With higher demand and selling margins in the US and Japan, Hanwha Q CELLS is able to limit its shipments into China, which offer some of the lowest margins in the industry. The company said that it expected to maintain shipments in China to 5-10% of total shipments for the remainder of the year.

Total shipments included 561MW of external shipments, 25MW of OEM and 28MW of shipments to its own downstream projects.

Total revenue in the first quarter of 2015 was US$338.0 million, an increase of 1.3% from the previous quarter, while gross profit rose 20.7% quarter-over-quarter to US$58.4 million. Gross margin improved 277 basis points quarter-over-quarter to 17.3%, exceeding the company's guidance of 15-17%.

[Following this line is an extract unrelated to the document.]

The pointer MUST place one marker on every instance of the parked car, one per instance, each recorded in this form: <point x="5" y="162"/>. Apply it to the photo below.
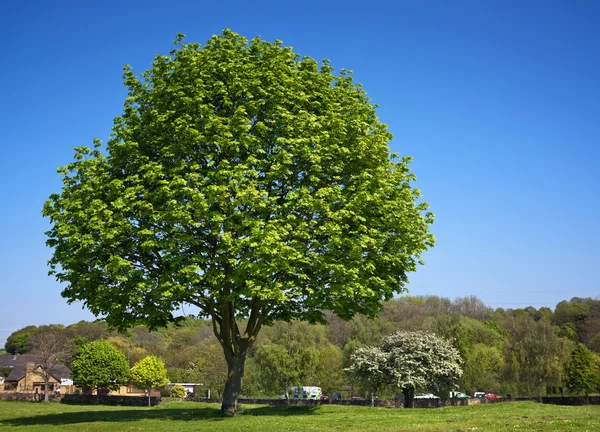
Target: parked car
<point x="426" y="396"/>
<point x="459" y="395"/>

Seong-woo Nam, chairman and CEO of Hanwha Q CELLS said: “The second quarter was the first full quarter reflecting the merger with Q CELLS in February of this year. In particular, shipment volumes were higher and growing, gross margins are expanding, our product quality is much improved, and our manufacturing scale and efficient production contributed to further reductions in our cost structure. Our ability to ship modules duty free to the US from plants in Malaysia and Korea greatly enhances our competitive position in that market, which now represents more than a third of our total shipments. We expect our US presence to improve further as we will begin to ship modules to NextEra to fulfill the 1.5 GW contract. Pricing remains higher in the US than other markets, so a bigger presence there will improve our profitability going forward.” 

Guidance
 
Hanwha Q CELLS said it expected third quarter total shipments to be between 800MW to 820MW and gross margin should exceed 18%. 

The company reiterate dits full-year guidance of total module shipments of 3.2-3.4GW and gross margin of 17-19 %. 

The company is seeing continued strong demand, reflected in increasing manufacturing utilisation rates compared to the previous year. The company noted that it expected utilisation rates to be effectively at 100% by year-end, up from 82% in the first quarter of 2015. 

“We remain on track to expand to 4.3 GW in both cell and module nameplate capacity by year end, making us one of the largest solar manufacturers in the world. Our fully-automated production facilities continue to enhance product quality and reduce costs. Our target of reaching fully optimized module manufacturing costs of low US$0.40/W by year end is in sight and achievable,” added Nam.